Four senior figures spoke to Insurance Business UK at AIRMIC 2026 in Birmingham about the risk proving hardest to get ahead of. Their perspectives differed, but they reached the same conclusion: artificial intelligence is not like other risks, and the industry's existing frameworks for identifying, preparing for and responding to emerging threats may not be adequate for what is already happening.
Artificial intelligence does not behave like a conventional risk. It changes an organisation's risk profile, business model and security environment simultaneously, while the technology itself continues to evolve.
Nina Arquint, CEO of UK Corporate Solutions at Swiss Re, put it plainly.
"AI constantly changes the risk profile of a business," she said. "It can even change entire business models. Because it often operates in an open-ended environment, the whole way you deal with operational risk or cyber security controls keeps evolving."
That idea, that AI is not a static risk to be assessed but a force that continually reshapes the environment around it, ran through conversations across this year's conference. The challenge is no longer simply understanding AI itself. It is understanding how AI changes every other risk around it.
Arquint's broader concern is not AI in isolation but what happens when it intersects with climate volatility, geopolitical instability and supply chain disruption.
"The biggest disconnect is around interconnected risk and accumulation," she said. "Many organisations still discuss each of these risk factors in isolation, whereas it is really important to start understanding much better how they interconnect and how they can play out in combination."

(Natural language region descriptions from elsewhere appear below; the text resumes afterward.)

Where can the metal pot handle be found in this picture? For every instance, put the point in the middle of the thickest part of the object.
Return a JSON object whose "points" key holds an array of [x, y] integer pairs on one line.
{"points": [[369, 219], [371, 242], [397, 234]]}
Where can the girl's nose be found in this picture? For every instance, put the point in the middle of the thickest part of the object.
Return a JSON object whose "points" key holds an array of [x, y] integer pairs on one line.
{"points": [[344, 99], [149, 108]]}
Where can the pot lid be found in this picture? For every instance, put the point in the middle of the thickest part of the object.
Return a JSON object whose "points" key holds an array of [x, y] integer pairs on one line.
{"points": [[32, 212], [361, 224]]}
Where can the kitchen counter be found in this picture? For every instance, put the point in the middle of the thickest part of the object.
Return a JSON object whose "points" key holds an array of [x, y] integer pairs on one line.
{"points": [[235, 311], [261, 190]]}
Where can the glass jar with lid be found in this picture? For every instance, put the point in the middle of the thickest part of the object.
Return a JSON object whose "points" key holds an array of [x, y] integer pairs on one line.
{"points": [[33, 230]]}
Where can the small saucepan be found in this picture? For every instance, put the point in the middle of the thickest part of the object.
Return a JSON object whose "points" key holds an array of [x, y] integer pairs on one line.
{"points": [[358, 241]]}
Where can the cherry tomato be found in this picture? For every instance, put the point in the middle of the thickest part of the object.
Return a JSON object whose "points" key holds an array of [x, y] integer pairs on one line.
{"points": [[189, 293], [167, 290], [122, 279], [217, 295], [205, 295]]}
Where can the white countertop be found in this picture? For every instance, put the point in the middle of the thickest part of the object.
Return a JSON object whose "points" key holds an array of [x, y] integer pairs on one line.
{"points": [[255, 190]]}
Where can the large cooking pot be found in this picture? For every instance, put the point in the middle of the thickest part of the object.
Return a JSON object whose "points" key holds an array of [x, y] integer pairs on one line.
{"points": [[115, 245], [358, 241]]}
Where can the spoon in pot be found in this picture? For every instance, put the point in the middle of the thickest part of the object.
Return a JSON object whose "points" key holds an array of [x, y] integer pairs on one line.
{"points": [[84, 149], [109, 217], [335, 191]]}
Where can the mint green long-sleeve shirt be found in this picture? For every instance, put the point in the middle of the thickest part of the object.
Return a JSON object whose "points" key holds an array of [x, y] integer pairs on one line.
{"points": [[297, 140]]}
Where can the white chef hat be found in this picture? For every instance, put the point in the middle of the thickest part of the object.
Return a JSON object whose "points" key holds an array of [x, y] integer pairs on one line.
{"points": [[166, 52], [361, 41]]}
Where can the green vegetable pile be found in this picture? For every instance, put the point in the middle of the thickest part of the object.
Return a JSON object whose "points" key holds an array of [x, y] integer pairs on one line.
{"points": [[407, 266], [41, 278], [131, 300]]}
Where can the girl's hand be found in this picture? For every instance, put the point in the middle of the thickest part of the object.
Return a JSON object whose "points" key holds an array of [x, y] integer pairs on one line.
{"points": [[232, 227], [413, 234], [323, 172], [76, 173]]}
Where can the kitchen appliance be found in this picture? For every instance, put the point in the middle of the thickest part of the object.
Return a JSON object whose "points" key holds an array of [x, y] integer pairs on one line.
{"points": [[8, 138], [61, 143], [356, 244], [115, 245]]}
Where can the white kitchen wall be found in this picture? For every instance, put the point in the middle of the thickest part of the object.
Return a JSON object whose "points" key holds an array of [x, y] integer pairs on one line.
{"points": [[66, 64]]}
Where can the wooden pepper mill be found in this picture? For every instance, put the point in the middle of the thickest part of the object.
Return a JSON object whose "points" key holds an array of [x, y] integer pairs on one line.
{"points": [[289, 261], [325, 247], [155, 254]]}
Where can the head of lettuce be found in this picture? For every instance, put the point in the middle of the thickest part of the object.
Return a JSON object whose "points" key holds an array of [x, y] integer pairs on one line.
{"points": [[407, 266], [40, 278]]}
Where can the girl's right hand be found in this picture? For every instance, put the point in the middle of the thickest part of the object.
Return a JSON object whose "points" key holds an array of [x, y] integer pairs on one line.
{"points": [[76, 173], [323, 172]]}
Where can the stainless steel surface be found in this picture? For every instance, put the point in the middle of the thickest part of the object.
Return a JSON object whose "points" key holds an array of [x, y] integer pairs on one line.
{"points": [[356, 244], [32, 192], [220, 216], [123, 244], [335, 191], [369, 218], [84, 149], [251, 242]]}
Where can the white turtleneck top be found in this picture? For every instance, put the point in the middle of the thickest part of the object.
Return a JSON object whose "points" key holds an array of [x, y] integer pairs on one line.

In her view, organisations that gain the greatest advantage are those that move beyond compliance-led risk management and use risk insight to inform business decisions.
"Those that treat it purely as a compliance exercise just focus on having risk registers and the right reports in place," she said. "Those that turn risk management into a competitive advantage are the companies that leverage it to drive business decisions."
For AI, that means understanding not only what the technology does to an organisation, but how it changes the behaviour of customers, competitors and those seeking to attack it.
David Warr has spent 14 years in cyber insurance and currently manages QBE's UK cyber portfolio. His concern is that criminal organisations are already exploiting AI faster than many businesses can respond.
"Organisations underestimate how criminal groups weaponise AI and digital technologies against businesses," he said.
The tactics now extend well beyond phishing emails. Criminal groups are using AI to analyse building floor plans, identify weaknesses in access controls, monitor staff movements using drones and replicate security badges and photographic IDs. Social engineering has also become more sophisticated as AI reduces the cost and effort of deploying attacks at scale.
"Keeping pace with technology has become the primary challenge for risk leaders," Warr said. "AI proliferation enables malicious actors to penetrate businesses and IT systems faster than most internal security teams can handle."
Cyber consistently ranks among organisations' top risks, yet many still lack formal response plans. For Warr, that gap between awareness and preparedness is becoming increasingly difficult to ignore.
For Beverley Adams, Managing Director and Head of Client Engagement at Marsh, the challenge begins long before an incident occurs.
"It is a bit like walking along looking down or walking along looking up," she said. "For me it is all about that look up."
AI consistently emerges as the leading concern during her horizon scanning sessions, but rarely in a fully formed way. Organisations are still trying to understand both the opportunities it creates and the risks it introduces.
"I have had to get comfortable being uncomfortable," she said. "You can sense check all the time. But you can't always expect things to be things you're already aware of."
For Adams, uncertainty itself is an important warning sign. The greatest risks are often the ones organisations have not yet learned how to describe.
Matt Terry has spent 13 years at Marsh, most recently developing the firm's carbon credits insurance offering. His perspective is shaped less by AI itself than by how organisations communicate increasingly complex risks.
"A lot of the industry has failed in our ability to translate effectively," he said. "And I would say that becomes even more critical now we are in the AI world."
His argument is that as AI becomes better at generating analysis and recommendations, the value of human judgement increases rather than diminishes.
"If we embrace every positive that the AI revolution brings and manage the risks of it," Terry said, "I still think the most important piece of the equation is going to be the person that the client trusts to interpret what is coming out of the AI machines and translate this complex topic into their reality."
Together, the picture that emerged from AIRMIC 2026 was of an industry that understands AI is significant, is beginning to understand why it is different, and is still adapting to what that means in practice. The technology is advancing quickly. The technology is advancing quickly. The bigger question is whether organisations can adapt the way they identify, understand and respond to risk quickly enough to keep pace.